On February 19 2011 13:38 MaRiNe23 wrote:
Alot of the famous foreigners you speak of also had tons of cash from playing poker. Rekrul goes without saying but elky espcially I rmemeber he won a ton of money from winning tournaments. Food and soju is cheap in korea too so they have extra money to spend going to bars and stuff. I'm not pretending I know rekrul or anything but this is the jist i got from reading his many threads.
I doubt Mizu who is only going there on a limited bugdet for a study abroad program will be able to experience korea as rekrul has and no matter how much he embrace the language, i think he has to acutally learn it if he wants to "become" a korean.
Alot of the famous foreigners you speak of also had tons of cash from playing poker. Rekrul goes without saying but elky espcially I rmemeber he won a ton of money from winning tournaments. Food and soju is cheap in korea too so they have extra money to spend going to bars and stuff. I'm not pretending I know rekrul or anything but this is the jist i got from reading his many threads.
I doubt Mizu who is only going there on a limited bugdet for a study abroad program will be able to experience korea as rekrul has and no matter how much he embrace the language, i think he has to acutally learn it if he wants to "become" a korean.
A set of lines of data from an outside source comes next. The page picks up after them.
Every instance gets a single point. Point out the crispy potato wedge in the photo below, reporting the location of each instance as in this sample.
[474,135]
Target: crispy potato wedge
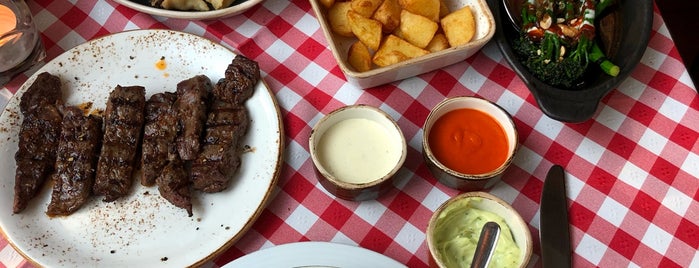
[459,26]
[365,8]
[359,57]
[388,13]
[386,55]
[425,8]
[416,29]
[439,42]
[366,30]
[337,18]
[327,3]
[389,58]
[443,9]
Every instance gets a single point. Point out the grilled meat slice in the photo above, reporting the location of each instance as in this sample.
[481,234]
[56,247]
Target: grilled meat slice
[173,185]
[38,138]
[239,81]
[76,159]
[123,125]
[44,91]
[159,135]
[219,158]
[192,100]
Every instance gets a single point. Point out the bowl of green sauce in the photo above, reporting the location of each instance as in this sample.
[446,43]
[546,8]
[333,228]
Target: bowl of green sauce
[454,229]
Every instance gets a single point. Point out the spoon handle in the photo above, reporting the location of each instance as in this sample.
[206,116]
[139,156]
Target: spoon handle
[486,245]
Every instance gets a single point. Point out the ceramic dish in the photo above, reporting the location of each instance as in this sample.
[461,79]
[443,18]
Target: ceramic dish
[356,152]
[450,231]
[142,229]
[236,8]
[314,254]
[485,28]
[634,21]
[471,140]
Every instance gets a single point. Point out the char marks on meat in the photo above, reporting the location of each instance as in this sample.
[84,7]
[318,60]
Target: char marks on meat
[76,160]
[219,158]
[159,135]
[174,185]
[239,81]
[226,124]
[123,125]
[191,104]
[38,138]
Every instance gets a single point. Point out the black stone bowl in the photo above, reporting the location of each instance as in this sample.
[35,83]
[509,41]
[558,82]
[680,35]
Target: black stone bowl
[624,40]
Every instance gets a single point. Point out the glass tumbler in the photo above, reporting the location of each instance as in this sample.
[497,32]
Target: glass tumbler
[20,43]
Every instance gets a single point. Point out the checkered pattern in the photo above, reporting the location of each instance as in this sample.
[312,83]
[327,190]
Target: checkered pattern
[631,169]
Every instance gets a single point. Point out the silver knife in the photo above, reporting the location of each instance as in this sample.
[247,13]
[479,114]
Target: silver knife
[553,216]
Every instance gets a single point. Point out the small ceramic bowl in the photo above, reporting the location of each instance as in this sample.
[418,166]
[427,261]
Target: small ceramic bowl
[449,176]
[339,45]
[356,151]
[451,224]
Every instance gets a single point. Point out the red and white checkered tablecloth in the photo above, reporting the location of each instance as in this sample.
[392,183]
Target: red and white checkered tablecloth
[632,170]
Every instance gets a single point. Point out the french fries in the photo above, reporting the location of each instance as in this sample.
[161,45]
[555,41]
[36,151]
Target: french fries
[365,7]
[365,29]
[337,18]
[394,50]
[391,31]
[359,57]
[416,29]
[459,26]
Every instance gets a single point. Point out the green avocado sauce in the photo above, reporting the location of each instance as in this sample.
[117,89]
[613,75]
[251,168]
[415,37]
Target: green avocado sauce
[457,231]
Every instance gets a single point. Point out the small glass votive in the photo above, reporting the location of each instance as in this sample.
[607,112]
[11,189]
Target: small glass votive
[20,42]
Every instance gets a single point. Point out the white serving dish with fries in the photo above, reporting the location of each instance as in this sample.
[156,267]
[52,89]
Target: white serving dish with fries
[340,45]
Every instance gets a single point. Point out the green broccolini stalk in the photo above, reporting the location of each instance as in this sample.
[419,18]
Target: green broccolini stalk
[557,44]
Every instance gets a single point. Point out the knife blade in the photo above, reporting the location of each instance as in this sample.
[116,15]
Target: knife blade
[553,216]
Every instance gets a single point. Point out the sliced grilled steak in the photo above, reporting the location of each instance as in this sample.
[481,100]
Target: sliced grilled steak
[38,138]
[219,158]
[173,185]
[44,91]
[78,150]
[123,124]
[239,82]
[191,104]
[159,135]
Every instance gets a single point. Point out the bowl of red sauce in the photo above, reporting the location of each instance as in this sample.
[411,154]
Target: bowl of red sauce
[469,142]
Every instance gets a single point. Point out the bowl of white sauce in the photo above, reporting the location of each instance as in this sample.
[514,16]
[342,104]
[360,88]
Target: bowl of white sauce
[356,151]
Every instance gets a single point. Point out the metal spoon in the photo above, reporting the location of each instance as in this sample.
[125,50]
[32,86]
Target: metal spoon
[486,245]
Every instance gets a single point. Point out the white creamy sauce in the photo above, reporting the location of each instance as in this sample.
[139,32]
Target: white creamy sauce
[357,151]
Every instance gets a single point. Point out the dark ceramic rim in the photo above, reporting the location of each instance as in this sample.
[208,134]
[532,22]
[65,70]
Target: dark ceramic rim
[572,106]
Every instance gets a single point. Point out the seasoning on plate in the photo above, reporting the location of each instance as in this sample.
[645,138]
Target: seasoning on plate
[469,141]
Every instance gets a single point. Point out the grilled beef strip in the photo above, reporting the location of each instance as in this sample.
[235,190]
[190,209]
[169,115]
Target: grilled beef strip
[174,185]
[78,150]
[219,158]
[123,125]
[159,135]
[38,138]
[191,104]
[226,125]
[44,91]
[239,81]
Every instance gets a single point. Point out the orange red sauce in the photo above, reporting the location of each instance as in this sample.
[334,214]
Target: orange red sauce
[468,141]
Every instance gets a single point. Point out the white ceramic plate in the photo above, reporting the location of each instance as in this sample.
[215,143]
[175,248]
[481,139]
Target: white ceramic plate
[314,254]
[142,229]
[191,15]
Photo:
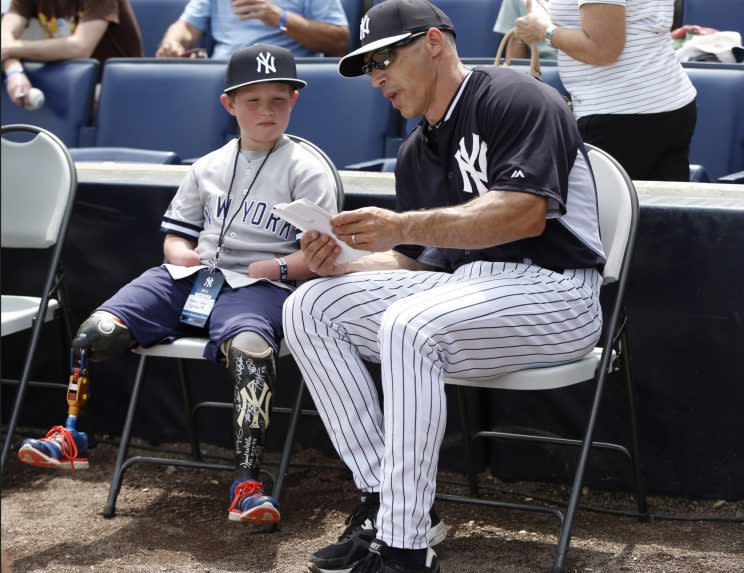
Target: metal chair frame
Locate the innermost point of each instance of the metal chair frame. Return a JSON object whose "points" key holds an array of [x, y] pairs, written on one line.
{"points": [[612, 356]]}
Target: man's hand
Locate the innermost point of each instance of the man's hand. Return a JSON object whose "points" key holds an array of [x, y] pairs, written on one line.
{"points": [[370, 228], [169, 49], [531, 27], [320, 253], [18, 86], [264, 10]]}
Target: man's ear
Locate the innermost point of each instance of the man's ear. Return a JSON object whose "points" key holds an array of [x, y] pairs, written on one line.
{"points": [[227, 103], [435, 41]]}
I was talking about TL people because that is probably ones the OP is the most familiar with. Don't get me wrong, you don't have to be rich to follow this path to ' korean-ness ' if you will. Progamers like Legionnaire weren't ' ballers 'and they got along just fine.
Honestly don't think you read too carefully. Money doesn't matter. How you present yourself and where you put your effort matters. I'm korean-american whose been to korea many times and I've seen soooo many people interested in korean and asian cultures. This is the same advice I give them and they end up just fine.